Scrivo questa nota in seguito alle domande espresse da tre lettori, a valle della mia intervista pubblicata su GiglioNews in data 1 Aprile 2021. I lettori chiedono dettagli circa la relazione di causa effetto tra presenza dei mufloni e cambiamento nella composizione floristica dell’isola, inclusa la scomparsa di alcune specie di orchidee. Rispondo con due punti generali, con spirito costruttivo.

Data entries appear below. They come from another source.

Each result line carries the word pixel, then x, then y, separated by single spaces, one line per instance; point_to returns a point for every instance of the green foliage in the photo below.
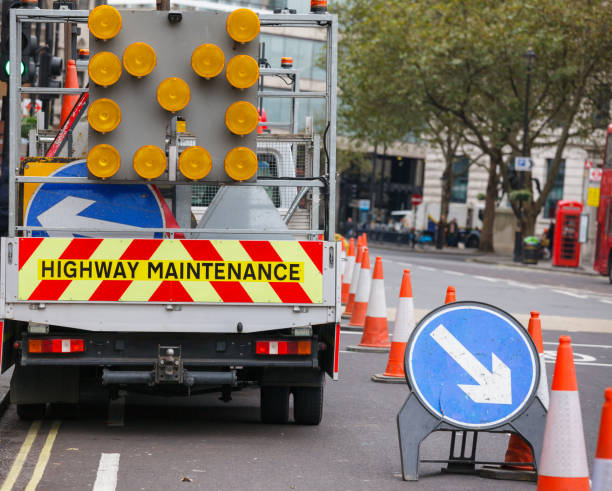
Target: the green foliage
pixel 405 63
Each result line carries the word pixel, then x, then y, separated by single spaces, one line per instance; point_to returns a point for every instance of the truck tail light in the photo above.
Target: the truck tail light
pixel 56 346
pixel 283 347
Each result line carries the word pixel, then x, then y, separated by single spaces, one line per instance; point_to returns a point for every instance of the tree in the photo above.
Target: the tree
pixel 465 59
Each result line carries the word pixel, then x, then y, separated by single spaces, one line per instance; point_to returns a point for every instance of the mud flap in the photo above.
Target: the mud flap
pixel 43 384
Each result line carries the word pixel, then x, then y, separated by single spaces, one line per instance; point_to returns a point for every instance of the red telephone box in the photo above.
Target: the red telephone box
pixel 566 248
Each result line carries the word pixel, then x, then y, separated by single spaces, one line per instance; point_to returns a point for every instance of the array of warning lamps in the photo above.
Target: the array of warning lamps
pixel 173 94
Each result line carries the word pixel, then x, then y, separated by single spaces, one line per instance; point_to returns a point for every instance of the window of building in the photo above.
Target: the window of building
pixel 460 180
pixel 556 192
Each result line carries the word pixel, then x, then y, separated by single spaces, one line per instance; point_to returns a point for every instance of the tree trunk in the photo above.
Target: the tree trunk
pixel 447 187
pixel 528 221
pixel 486 234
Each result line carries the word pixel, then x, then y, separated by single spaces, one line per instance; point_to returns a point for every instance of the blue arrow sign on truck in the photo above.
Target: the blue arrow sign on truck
pixel 121 207
pixel 472 365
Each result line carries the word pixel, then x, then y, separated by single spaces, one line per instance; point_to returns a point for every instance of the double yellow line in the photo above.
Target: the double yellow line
pixel 24 451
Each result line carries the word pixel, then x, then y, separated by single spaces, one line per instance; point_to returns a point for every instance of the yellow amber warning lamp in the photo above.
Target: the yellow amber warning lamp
pixel 242 25
pixel 150 162
pixel 103 161
pixel 104 115
pixel 104 22
pixel 173 94
pixel 139 59
pixel 195 163
pixel 207 60
pixel 242 71
pixel 241 163
pixel 104 68
pixel 241 118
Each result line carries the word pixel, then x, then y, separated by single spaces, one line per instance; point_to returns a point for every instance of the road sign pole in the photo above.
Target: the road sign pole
pixel 472 368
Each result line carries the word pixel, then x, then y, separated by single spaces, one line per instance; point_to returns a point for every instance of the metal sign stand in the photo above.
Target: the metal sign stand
pixel 415 423
pixel 452 347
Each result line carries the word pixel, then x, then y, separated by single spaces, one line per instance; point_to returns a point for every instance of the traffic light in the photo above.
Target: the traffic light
pixel 173 97
pixel 29 44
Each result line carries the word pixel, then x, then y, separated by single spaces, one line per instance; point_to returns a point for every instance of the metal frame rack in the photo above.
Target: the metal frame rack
pixel 328 180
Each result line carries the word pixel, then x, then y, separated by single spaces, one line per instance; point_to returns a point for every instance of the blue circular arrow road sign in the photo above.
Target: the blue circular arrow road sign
pixel 122 207
pixel 472 365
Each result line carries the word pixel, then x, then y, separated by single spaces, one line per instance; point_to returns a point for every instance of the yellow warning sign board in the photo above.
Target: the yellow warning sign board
pixel 593 196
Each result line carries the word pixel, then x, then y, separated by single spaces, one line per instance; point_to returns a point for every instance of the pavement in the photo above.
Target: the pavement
pixel 203 443
pixel 474 255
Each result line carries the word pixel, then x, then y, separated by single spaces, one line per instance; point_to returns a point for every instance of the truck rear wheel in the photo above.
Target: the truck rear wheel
pixel 308 405
pixel 275 405
pixel 31 411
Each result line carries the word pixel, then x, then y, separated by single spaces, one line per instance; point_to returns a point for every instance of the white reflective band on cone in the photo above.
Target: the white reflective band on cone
pixel 563 452
pixel 377 306
pixel 542 391
pixel 602 475
pixel 404 320
pixel 362 295
pixel 348 270
pixel 355 278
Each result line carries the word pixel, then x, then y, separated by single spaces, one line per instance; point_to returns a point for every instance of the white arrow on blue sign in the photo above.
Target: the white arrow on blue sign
pixel 472 365
pixel 121 207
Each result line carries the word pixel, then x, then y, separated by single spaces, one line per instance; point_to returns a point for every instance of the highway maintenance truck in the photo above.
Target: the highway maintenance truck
pixel 109 284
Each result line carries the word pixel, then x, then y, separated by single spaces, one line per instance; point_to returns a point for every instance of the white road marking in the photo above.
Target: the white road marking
pixel 486 278
pixel 106 479
pixel 571 294
pixel 521 285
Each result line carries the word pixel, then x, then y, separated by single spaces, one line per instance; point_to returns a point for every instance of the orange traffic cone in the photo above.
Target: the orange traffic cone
pixel 72 82
pixel 375 336
pixel 450 295
pixel 535 330
pixel 348 310
pixel 404 325
pixel 518 450
pixel 563 463
pixel 347 275
pixel 602 468
pixel 362 295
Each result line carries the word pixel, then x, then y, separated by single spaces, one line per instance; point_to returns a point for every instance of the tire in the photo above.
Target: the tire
pixel 274 405
pixel 31 411
pixel 308 405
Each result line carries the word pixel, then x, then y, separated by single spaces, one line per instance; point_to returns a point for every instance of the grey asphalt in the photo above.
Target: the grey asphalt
pixel 203 443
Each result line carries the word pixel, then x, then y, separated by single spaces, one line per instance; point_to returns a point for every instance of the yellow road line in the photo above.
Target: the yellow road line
pixel 10 480
pixel 43 458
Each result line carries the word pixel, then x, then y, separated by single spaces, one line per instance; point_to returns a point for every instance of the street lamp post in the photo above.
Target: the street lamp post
pixel 518 240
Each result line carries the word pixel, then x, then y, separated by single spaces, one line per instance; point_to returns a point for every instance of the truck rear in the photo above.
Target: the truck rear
pixel 110 283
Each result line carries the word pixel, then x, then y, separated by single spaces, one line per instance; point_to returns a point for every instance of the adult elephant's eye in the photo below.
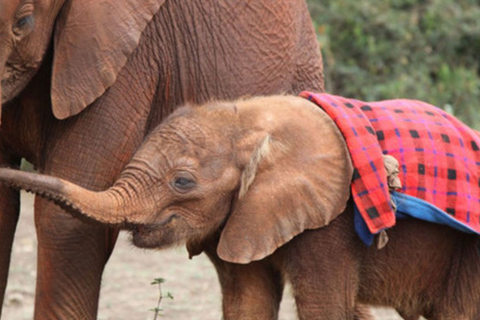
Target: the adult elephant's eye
pixel 183 184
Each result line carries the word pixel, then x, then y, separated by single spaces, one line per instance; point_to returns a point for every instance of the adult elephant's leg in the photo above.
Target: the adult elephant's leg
pixel 71 259
pixel 9 213
pixel 249 292
pixel 91 150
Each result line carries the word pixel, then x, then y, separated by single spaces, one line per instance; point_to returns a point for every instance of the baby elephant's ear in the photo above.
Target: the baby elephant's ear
pixel 298 178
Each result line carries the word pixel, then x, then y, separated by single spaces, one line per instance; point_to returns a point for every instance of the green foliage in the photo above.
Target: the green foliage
pixel 419 49
pixel 157 310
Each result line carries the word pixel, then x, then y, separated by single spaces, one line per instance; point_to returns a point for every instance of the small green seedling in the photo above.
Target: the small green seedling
pixel 157 309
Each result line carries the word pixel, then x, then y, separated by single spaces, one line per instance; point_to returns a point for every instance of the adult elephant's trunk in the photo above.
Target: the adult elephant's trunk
pixel 109 207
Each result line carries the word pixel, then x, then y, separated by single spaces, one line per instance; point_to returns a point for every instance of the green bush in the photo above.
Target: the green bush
pixel 419 49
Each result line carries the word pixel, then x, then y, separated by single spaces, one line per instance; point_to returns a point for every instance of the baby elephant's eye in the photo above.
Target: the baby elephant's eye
pixel 183 183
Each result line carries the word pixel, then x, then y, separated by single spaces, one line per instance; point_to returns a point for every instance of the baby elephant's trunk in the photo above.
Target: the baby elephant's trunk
pixel 106 207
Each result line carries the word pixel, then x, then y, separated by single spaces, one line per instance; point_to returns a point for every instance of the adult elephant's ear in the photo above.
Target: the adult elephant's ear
pixel 93 40
pixel 298 178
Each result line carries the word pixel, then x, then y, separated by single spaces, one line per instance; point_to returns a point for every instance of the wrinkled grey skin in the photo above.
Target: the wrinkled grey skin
pixel 189 51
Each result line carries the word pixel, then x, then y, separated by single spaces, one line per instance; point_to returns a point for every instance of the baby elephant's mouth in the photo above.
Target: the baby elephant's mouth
pixel 159 235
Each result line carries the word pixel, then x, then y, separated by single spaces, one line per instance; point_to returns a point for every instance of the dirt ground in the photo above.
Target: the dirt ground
pixel 126 290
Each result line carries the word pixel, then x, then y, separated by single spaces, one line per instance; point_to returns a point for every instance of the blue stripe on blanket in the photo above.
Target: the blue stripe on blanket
pixel 410 207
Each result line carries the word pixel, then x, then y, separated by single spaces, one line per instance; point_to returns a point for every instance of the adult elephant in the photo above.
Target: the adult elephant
pixel 84 81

Il primo punto è quello del significato di una specie aliena come il muflone in un ecosistema insulare delicato come quello dell’Isola del Giglio. A prescindere dal suo trattamento tassonomico, indipendente o meno, il muflone è stato introdotto e si è diffuso sull’isola solo recentemente ed è classificabile senza dubbio come specie aliena. Possiamo discutere se debba essere classificato o meno come aliena invasiva, ossia come specie che minaccia la biodiversità e i servizi ecosistemici collegati (secondo quanto indicato dalla Convenzione Internazionale per la Biodiversità e dalla Unione Internazionale per la Conservazione della Natura), ma è certo che, ove introdotto, il muflone ha un impatto significativo gli habitat naturali. In uno studio del 2020 sugli ungulati invasivi pubblicato da Lara Volery e colleghi sulla prestigiosa rivista Global Change Biology, il muflone è considerato come “l’ungulato alieno peggiore” e che “ha la maggior probabilità di causare estirpazioni di specie”. Questo studio è basato su una comparazione a scala globale e non è da prendere come riferimento assoluto per una singola realtà locale, ma la dice lunga sulla capacità ecologica del muflone di insediarsi e trasformare gli ecosistemi. I lettori chiedono se ci siano studi specifici sulle relazioni causa effetto tra la presenza del muflone e la scomparsa delle orchidee al Giglio. Dalle ricerche che ho fatto sulla letteratura scientifica censita nei grandi database internazionali, non ci sono studi specifici in questo senso. Tuttavia, va considerato che gli effetti delle specie introdotte, specie se ad alta capacità di trasformazione degli habitat, possono essere anche non diretti. Gli ecosistemi e le comunità biologiche sono entità molto complesse e anche difficili da studiare, per via delle molteplici interazioni. Anche sulla base di questa complessità, uno dei principi fondamentali della biologia della conservazione è che le specie aliene con potenziali effetti negativi sugli ecosistemi andrebbero eradicate, ove possibile.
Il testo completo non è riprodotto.